Solorio v. United States, 483 U.S. 435 (1987)

JUSTICE STEVENS, concurring in the judgment.

Today’s unnecessary overruling of precedent is most unwise. The opinion of the United States Court of Military Appeals demonstrates that petitioner’s offenses were sufficiently "service-connected" to confer jurisdiction on the military tribunal. Unless this Court disagrees with that determination -- and I would be most surprised to be told that it does -- it has no business reaching out to reexamine the decisions in O’Callahan v. Parker, 395 U.S. 258 (1969), and Relford v. Commandant, U.S. Disciplinary Barracks, 401 U.S. 355 (1971). While there might be some dispute about the exact standard to be applied in deciding whether to overrule prior decisions, I had thought that we all could agree that such drastic action is only appropriate when essential to the disposition of a case or controversy before the Court.* The fact that any five Members of the Court have the power to reconsider settled precedents at random does not make that practice legitimate.

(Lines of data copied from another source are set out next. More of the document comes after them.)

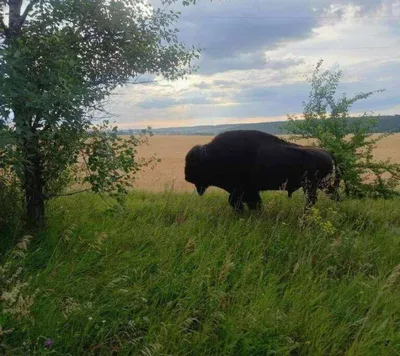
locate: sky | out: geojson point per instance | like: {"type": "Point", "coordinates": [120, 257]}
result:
{"type": "Point", "coordinates": [257, 54]}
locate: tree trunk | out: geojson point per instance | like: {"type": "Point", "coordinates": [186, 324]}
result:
{"type": "Point", "coordinates": [34, 197]}
{"type": "Point", "coordinates": [32, 182]}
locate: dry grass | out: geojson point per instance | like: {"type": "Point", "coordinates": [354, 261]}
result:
{"type": "Point", "coordinates": [169, 173]}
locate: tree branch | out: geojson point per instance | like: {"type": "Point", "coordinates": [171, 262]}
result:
{"type": "Point", "coordinates": [3, 26]}
{"type": "Point", "coordinates": [27, 10]}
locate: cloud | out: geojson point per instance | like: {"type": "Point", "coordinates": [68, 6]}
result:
{"type": "Point", "coordinates": [257, 54]}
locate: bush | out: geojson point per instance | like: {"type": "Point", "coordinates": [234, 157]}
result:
{"type": "Point", "coordinates": [11, 206]}
{"type": "Point", "coordinates": [350, 140]}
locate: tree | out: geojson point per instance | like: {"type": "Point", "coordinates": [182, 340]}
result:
{"type": "Point", "coordinates": [60, 60]}
{"type": "Point", "coordinates": [327, 121]}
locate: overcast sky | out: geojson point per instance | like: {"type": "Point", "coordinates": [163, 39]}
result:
{"type": "Point", "coordinates": [257, 53]}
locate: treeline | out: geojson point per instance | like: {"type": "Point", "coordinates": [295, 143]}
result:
{"type": "Point", "coordinates": [385, 124]}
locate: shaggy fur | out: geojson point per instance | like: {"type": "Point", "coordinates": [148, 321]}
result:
{"type": "Point", "coordinates": [245, 162]}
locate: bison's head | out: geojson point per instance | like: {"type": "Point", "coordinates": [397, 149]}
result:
{"type": "Point", "coordinates": [195, 168]}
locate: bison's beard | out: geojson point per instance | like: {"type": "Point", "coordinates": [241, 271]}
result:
{"type": "Point", "coordinates": [200, 189]}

For the reasons stated by the Court of Military Appeals, I agree that its judgment should be affirmed.

* Even in its brief proposing the reconsideration of O’Callahan, the United States asked the Court to reconsider that decision only in the event that the Court disagrees with the United States’ submission that petitioner’s acts of sexual assaults on military dependents are service related. Brief for United States 28.